Epicrises are the most promising targets for automating the generation of medical reports. Heilmeyer et al [8] already provided valuable insights into fine-tuning LLM on premises for epicrisis generation to fulfill a similar task. To achieve this, different LLMs were fine-tuned on local servers to generate parts of medical reports, with varying degrees of success. We hypothesized that large commercial LLMs, such as OpenAI, hosted on capable infrastructure could outperform the local LLMs with limited resources and may be more accessible to sites with lower local resources. To our knowledge, OpenAI does not fully disclose the infrastructure on which the models are hosted, but it is known to use the Microsoft Azure Cloud and have access to a state-of-the-art graphics processing unit (GPU), such as NVIDIA H100, and server infrastructure [9].

Transferring medical reports to the United States for the purpose of improving medical report writing using an LLM poses significant challenges due to stringent legal and regulatory requirements. The General Data Protection Regulation (GDPR) in the European Union (EU) sets high standards for the protection of personal data, including medical information. According to the GDPR, the transfer of personal data to a third country, such as the United States, is only legal under certain conditions. Two primary approaches can be taken to make this transfer feasible: anonymizing the data beforehand or using Standard Contractual Clauses (SCCs) in combination with obtaining individual consent [8,10-12].

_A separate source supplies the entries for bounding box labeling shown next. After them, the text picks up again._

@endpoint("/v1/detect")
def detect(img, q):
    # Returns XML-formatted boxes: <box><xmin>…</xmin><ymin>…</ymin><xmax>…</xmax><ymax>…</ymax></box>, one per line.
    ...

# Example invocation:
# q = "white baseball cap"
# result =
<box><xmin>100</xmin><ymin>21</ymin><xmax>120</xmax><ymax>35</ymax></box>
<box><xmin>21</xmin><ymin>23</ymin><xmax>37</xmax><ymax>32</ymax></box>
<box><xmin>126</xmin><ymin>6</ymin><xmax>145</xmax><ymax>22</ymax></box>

First, fully anonymizing the text under the legal basis of “legitimate interest” and validating the results as part of a Data Protection Impact Assessment (DPIA) is one approach. Once the data are anonymized, they no longer fall under the stringent regulations governing personal data, thus facilitating the transfer.

Alternatively, the use of SCCs or Binding Corporate Rules (BCRs), coupled with obtaining individual consent, can provide a lawful basis for the transfer. The invalidation of the Privacy Shield framework by the European Court of Justice (Schrems II decision) necessitates these legal mechanisms, along with additional safeguards, to ensure an adequate level of data protection [12]. Furthermore, ensuring compliance with the Health Insurance Portability and Accountability Act (HIPAA) is essential for any US entity handling health information. These regulations require comprehensive risk assessments, stringent data protection measures, and maintaining transparency with data subjects [13,14].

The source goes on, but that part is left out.